Q4. I guess my result will be better if we can treat my missing data as Non-ignorable, what should be the necessary changes in my Mplus-code in order to get that
Actually prof. ... apart from testing my model hypotheses I'm also checking three other things ... what will happen to our overall fit of the model, when we replace "Don't Know" by 1.0 (where don’t know stands for no importance) 2.3 ( where don’t know stands for neutral point) 3. Don’t know being treated as a genuine missing value
we have "don't know" on that 3 indicator variables, which we represent as MB3-MB5 …it’s quite reasonable to assume in our particular situation “don’t know”/ missingness is/could be a function of X, like her different demographic features, as you can see from our model statement “MB3-MB5” are loaded onto the latent factor “B”, which in turn is regressed on different X’s
Thanks in zillions, with Regards
bmuthen posted on Tuesday, May 03, 2005 - 10:06 am
Q1. The answers are in the Version 3 User's Guide (see e.g. chapter 1).
Q2. In the Analysis command, TYPE= ...H1;
Q3. Long story - see web note #4. Basically, this is in line with standardized slopes not having the same SEs as raw slopes.
Q4. See Q1 answer
The last questions are better put forth on SEMNET and discussed with your advisor.
Thank you Professor ... web note#4 is really helpful, "H1" is working fine now ... regarding User's guide note, it's written all that MPlus can do but not the program logistics ... I mean something like the way your articles explain things … today I got those two of your article (later one is a note) on missing data (#47 and # 93)... thanks to Maija ... I was, in fact looking for article like these two, especially No. 93 which helped me a lot to understand the way we deal with non-ignorable missing data in Latent variable framework
With WLSMV and no exogenous observed variables (no "x's"), Mplus simply uses the pairwise present approach (see e.g. Little & Rubin's missing data book).

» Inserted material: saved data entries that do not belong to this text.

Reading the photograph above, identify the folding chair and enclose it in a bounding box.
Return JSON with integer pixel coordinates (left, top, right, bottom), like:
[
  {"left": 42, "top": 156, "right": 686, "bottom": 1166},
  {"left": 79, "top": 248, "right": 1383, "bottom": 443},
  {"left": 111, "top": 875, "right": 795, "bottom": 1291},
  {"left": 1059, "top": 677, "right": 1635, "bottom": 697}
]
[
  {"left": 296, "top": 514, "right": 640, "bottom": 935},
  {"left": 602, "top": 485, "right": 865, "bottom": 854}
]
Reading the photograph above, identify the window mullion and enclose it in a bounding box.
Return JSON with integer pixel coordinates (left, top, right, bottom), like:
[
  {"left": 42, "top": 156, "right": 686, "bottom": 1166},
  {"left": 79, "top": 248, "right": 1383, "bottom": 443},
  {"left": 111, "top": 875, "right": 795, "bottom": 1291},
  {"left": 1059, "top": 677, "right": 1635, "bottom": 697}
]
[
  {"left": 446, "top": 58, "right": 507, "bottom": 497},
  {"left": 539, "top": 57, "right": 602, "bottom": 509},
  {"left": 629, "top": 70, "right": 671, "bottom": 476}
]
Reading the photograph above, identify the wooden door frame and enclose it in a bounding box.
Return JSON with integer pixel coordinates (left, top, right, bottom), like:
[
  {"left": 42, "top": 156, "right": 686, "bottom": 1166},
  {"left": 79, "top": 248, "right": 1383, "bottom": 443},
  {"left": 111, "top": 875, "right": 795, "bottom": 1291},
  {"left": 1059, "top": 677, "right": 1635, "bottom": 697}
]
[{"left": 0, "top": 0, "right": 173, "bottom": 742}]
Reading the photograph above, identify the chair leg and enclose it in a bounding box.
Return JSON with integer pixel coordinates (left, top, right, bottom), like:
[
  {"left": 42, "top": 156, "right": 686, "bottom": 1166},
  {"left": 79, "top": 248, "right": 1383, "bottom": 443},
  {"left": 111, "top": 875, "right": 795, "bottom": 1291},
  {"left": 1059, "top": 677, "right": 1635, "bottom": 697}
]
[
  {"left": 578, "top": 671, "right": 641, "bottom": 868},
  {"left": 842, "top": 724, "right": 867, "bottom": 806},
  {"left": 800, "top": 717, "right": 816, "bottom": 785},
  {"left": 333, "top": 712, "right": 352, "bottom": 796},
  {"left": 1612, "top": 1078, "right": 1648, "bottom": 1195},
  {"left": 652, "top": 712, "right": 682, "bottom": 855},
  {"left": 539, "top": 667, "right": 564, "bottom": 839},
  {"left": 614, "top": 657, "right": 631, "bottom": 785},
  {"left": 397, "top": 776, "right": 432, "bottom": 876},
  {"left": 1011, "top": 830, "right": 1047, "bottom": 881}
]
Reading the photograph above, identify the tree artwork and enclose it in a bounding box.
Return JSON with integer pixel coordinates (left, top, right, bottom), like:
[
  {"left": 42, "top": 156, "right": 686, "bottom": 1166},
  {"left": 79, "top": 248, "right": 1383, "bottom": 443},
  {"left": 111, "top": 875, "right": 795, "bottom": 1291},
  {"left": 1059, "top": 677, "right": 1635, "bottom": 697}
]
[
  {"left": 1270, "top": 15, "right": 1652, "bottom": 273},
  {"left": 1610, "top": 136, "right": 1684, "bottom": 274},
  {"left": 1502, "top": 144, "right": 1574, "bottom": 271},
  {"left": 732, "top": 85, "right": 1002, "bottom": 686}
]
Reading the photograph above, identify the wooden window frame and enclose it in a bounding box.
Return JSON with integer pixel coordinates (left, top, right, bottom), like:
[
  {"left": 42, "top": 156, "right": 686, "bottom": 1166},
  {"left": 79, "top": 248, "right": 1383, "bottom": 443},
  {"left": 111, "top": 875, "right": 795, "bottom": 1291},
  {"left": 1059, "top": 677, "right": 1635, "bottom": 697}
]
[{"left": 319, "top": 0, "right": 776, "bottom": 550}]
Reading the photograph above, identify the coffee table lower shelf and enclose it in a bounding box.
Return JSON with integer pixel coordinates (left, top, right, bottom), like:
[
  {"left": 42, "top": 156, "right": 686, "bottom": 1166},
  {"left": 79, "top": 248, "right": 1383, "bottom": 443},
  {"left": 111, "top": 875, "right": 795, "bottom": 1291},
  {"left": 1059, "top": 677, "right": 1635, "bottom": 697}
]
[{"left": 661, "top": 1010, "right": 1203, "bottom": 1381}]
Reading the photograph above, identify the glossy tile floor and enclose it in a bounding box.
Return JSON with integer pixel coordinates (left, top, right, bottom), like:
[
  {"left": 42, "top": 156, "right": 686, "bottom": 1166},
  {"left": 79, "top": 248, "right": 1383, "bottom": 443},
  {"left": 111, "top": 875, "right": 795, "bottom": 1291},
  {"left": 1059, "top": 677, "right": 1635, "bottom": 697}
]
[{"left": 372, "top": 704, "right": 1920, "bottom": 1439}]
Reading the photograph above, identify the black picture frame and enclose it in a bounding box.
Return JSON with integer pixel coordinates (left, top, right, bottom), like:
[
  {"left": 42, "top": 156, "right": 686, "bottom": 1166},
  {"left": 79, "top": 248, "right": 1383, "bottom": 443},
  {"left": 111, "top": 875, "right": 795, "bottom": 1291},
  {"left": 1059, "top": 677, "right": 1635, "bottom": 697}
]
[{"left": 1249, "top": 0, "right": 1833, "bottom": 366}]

With x's, missingness is allowed to be predicted by x's in the MAR sense of Little-Rubin.
Thank you Professor ... I hope, now I start getting slightly the issues behind missing data handling and it analysis
Now professor... with MPlus, unlike other software we can do a great deal of things with missing data, and particularly under a situation when we have multivariate dependent variables with categorical indicators ... at least to best of my knowledge I can't remember any other econometric software which can do such things, however there is one thing we were missing here and that is imputation ... is there any statistical reason behind ... I mean, on the whole your experience don't find Imputation technique efficient or something like that
If it is not ... then this is what I have planned to go for with ... I'm going to use your WLSMV, since this is the only estimator which can estimate my situation efficiently ... and I'm going to do it over 5/10 imputed data set (though I suppose 5 is ok under moderately missingness)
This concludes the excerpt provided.